El ciclo de producción y consumo se cierra con el reciclaje y tratamiento de residuos. Y ahí intervienen los que se ocupan de lo que tiramos: papel, plástico, vidrio, basura orgánica, o aguas residuales. La teoría la sabe todo el mundo; pero muchos parecen ignorar que en todo proceso hay alguien al final de la cadena (la del wáter incluida).
Los desechos pueden tener siete vidas, a condición de que se recojan por separado. Esto es también sabido. Lo que pasa desapercibido –porque no se ve– es el hombre junto a la cinta transportadora de la planta, separando ese tanto por ciento que los demás mezclan y, tratando de no cabrearse inútilmente, ¿quién le va a escuchar?

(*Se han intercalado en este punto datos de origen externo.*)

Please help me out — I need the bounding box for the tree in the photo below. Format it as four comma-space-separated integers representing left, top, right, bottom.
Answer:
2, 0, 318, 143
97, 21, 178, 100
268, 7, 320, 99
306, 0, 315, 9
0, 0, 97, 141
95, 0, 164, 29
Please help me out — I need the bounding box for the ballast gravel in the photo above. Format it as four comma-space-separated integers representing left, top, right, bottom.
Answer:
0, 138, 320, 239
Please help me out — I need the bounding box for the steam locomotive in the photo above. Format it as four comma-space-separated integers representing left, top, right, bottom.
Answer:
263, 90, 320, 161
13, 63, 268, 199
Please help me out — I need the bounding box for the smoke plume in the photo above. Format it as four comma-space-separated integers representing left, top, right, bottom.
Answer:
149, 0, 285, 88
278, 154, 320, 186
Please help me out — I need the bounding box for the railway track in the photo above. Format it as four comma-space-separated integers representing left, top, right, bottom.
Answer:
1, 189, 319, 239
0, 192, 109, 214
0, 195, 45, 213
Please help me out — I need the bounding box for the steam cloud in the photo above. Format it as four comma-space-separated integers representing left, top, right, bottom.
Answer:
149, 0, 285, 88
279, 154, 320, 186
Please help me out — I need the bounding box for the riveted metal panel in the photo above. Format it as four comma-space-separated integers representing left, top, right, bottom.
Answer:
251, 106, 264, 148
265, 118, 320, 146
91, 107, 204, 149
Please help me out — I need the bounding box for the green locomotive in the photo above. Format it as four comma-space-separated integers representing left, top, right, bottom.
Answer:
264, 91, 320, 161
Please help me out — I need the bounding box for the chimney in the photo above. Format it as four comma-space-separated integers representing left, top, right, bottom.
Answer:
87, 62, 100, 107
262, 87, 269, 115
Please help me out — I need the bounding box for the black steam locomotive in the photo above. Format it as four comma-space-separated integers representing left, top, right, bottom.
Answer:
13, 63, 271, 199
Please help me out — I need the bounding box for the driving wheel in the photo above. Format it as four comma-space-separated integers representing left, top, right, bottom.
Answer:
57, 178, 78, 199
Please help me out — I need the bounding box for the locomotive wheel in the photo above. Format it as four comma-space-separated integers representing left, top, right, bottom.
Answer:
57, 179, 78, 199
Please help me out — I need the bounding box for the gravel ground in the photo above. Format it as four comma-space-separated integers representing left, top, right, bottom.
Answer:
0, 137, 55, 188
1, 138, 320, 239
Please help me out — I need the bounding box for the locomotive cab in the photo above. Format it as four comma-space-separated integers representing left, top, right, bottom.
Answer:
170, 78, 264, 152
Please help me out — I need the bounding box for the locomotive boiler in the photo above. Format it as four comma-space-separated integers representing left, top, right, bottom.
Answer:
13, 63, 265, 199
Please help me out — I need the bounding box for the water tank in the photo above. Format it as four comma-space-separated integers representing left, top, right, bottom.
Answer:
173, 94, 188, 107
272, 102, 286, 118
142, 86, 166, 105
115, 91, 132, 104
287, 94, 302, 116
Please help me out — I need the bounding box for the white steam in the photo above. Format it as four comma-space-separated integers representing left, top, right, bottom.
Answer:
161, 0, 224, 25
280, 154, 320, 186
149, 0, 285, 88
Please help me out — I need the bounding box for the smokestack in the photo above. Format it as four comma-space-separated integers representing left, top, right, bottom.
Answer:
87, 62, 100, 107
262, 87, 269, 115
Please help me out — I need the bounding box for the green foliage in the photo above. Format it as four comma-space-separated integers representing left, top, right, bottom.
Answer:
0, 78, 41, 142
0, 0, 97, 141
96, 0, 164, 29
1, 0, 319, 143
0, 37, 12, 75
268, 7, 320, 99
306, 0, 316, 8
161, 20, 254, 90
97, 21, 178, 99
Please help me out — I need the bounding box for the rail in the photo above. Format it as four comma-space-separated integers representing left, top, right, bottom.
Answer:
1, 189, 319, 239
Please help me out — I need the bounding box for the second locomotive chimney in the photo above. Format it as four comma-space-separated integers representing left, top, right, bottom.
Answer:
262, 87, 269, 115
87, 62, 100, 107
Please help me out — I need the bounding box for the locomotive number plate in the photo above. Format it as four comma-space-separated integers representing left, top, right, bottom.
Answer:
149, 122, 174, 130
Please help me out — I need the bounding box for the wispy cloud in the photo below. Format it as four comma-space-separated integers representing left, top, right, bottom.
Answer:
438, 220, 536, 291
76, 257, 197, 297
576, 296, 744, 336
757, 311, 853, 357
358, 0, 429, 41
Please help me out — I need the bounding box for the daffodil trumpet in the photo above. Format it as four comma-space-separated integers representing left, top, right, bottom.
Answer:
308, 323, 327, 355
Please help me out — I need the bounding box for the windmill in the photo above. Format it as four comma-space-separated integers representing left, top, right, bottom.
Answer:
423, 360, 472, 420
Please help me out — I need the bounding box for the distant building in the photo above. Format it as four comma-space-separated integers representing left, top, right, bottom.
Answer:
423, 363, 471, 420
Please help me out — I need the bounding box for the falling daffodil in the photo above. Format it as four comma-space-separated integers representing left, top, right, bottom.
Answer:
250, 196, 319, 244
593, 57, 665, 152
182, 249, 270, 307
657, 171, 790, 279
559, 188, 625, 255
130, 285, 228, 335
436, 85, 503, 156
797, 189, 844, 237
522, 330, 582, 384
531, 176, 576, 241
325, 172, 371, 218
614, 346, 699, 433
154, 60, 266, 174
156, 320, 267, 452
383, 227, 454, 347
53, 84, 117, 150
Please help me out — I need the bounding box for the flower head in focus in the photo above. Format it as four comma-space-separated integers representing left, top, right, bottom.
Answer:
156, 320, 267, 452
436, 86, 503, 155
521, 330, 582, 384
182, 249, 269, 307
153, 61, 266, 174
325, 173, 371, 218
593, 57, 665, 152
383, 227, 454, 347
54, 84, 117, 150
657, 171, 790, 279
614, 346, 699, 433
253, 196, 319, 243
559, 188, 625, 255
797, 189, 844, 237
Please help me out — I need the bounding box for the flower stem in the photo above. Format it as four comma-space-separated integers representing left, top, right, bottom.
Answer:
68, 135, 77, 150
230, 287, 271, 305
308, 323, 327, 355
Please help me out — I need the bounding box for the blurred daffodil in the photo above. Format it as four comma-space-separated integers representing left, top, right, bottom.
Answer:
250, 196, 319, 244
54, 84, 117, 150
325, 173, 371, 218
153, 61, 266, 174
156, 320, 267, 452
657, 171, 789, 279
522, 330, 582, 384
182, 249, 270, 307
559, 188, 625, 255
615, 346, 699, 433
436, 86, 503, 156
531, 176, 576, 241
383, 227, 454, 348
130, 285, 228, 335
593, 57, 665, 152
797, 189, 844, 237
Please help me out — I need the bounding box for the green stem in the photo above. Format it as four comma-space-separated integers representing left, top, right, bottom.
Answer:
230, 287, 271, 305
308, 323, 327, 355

Peor lo tiene el que está en el tratamiento de aguas residuales, en teoría reutilizables para riego. A diferencia de los residuos sólidos, que están a la vista en los contenedores, de lo que la gente tira por el fregadero o el retrete sólo se entera el que está en la depuradora o en la estación de bombeo. Aparte cantidades ingentes de detergente o aceites, ahora se arrojan toallitas higiénicas o desmaquilladoras, además de compresas, pañales, preservativos, bastoncillos de algodón, restos de cigarrillos, etc. Pero, si la celulosa del papel higiénico se degrada, las fibras sintéticas de las modernas toallitas parece que no, por más que en el envoltorio afirme lo contrario. Y de ahí los enormes problemas en los filtros o bombas de las depuradoras, así como de atoros en las conducciones, olores en las alcantarillas y natas en el mar (el informe que tengo es de Málaga).
Viendo en el periódico la imagen del enorme filtro repleto de toallitas que el sufrido operario de la depuradora se dispone a limpiar, se le sube a uno a la cabeza aquello tan espantoso que decía Sartre: «El infierno son los otros». Porque algo así debe pensar quien, al ocupar el final de la cadena, debe comerse, casi literalmente, el marrón de los demás.